Domingues – Conceitualmente, cercamos o problema quando pregamos uma nova visão de conhecimento e de homem, um novo humanismo. Temos a missão de propagar, de difundir esse ideal. Ao colocar a ciência e a tecnologia a serviço do homem que vive em comunidade, é claro que a questão social tem que ser posta. O conhecimento tem que estar a serviço não de grupos, de lobbies, gerando patentes, royalties, atrelado a business. O conhecimento tem que ser reorientado socialmente. Que sociedade será gerada a partir daí é outra história. Não depende só da ciência ou da universidade, mas da própria sociedade. É importantíssimo isso ficar claro, porque sabemos, hoje, o peso que tem o conhecimento na sociedade, na economia e assim por diante. Vivemos a era do conhecimento, a sociedade do conhecimento. A dependência do capital intelectual é extraordinária. Então, o vínculo entre conhecimento e sociedade está posto.

Marcelo Terça-Nada!
“... a quem pertence a dor? A qual campo disciplinar? À Literatura, à Psicologia, à Medicina mesma?”

Diversa – Qual é o peso da ética em uma nova forma de produção do conhecimento?

Domingues – A ética precisa ser recolocada. É muito importante voltar com a questão ética, mas isso não é fácil. Todo mundo está pedindo ética. Em tudo: na política, na economia... Mas a ética pode pouco, muito pouco. Ela não é nada sem o direito, sem outras instituições sociais e políticas que a apóiem. A evolução científico-tecnológica ocorreu numa cisão, numa grande ruptura com a ética. Ao analisar o processo histórico do conhecimento, vemos que foi isso que aconteceu. Passou-se a falar de ciência neutra, desinteressada, cujo único valor possível é a verdade. Mas vimos que essa cisão é temerária e que ela poderia voltar-se, como voltou, contra o homem. Realmente, não é fácil remoralizar a ciência, é algo complicado, porque a ética diz não para muita coisa.

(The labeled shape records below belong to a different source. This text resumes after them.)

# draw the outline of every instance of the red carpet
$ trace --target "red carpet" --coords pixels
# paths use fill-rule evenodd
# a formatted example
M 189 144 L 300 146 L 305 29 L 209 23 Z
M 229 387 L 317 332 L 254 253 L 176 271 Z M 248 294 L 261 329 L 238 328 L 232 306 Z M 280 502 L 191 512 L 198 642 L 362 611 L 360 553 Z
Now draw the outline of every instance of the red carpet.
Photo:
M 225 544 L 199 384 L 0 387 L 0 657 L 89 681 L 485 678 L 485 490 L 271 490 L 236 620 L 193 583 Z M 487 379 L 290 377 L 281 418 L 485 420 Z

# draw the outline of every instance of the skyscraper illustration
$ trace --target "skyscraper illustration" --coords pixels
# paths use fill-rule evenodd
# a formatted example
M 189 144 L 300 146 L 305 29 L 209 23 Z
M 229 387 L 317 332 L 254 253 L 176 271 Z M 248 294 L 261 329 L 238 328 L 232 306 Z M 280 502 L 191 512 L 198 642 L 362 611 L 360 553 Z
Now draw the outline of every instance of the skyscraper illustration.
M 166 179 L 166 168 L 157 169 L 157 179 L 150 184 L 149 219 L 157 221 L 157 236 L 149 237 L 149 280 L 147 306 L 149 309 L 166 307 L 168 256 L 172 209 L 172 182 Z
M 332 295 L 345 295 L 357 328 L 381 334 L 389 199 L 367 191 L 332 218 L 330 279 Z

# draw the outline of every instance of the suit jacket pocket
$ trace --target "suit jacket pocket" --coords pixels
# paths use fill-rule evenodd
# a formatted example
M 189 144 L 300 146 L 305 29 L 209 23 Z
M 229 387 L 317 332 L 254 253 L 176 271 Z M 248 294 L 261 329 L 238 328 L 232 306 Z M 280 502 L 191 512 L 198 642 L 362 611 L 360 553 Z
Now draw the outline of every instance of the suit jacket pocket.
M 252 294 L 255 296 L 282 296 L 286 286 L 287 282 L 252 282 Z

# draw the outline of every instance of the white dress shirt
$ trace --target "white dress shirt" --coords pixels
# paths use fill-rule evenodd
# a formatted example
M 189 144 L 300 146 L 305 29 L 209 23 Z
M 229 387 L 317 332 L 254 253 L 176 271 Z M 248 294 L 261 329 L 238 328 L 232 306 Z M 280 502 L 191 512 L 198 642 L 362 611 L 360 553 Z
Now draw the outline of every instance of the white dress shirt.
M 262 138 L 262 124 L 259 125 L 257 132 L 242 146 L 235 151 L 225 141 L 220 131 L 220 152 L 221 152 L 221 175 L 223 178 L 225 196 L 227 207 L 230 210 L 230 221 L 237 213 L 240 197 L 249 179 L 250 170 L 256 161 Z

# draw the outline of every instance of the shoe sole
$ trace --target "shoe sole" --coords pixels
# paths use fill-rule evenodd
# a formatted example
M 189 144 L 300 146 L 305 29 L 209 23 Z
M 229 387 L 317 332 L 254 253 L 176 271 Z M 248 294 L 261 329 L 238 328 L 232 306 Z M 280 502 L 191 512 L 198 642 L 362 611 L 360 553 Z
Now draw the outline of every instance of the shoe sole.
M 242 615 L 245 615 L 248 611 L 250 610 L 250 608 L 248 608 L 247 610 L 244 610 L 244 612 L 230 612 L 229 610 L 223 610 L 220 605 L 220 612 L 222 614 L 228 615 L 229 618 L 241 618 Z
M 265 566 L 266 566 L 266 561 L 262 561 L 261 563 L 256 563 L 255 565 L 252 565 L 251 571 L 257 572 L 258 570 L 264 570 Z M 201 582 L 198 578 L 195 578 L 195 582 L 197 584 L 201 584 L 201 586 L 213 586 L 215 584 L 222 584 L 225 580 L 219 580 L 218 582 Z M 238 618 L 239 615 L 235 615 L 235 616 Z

Diversa – O senhor imagina uma UFMG transdisciplinar em quanto tempo?

Domingues – Sou muito cauteloso quanto a isso. Temos que entender que o nosso campo de atuação é a pesquisa, porque ela é estratégica, é menos cartorial, mais plástica e fluida. Mas temos idéia de implantar experiências no ensino. Vamos oferecer cursos, trabalhar num primeiro momento de forma pluritemática. Depois, vamos nos concentrar em alguns temas. Explorar as zonas de ignorância do conhecimento, porque não sabemos o que gostaríamos de conhecer. Podemos convidar um colega da Medicina para falar sobre a dor, mas a quem pertence a dor? A qual campo disciplinar? À Literatura, à Psicologia, à Medicina mesma?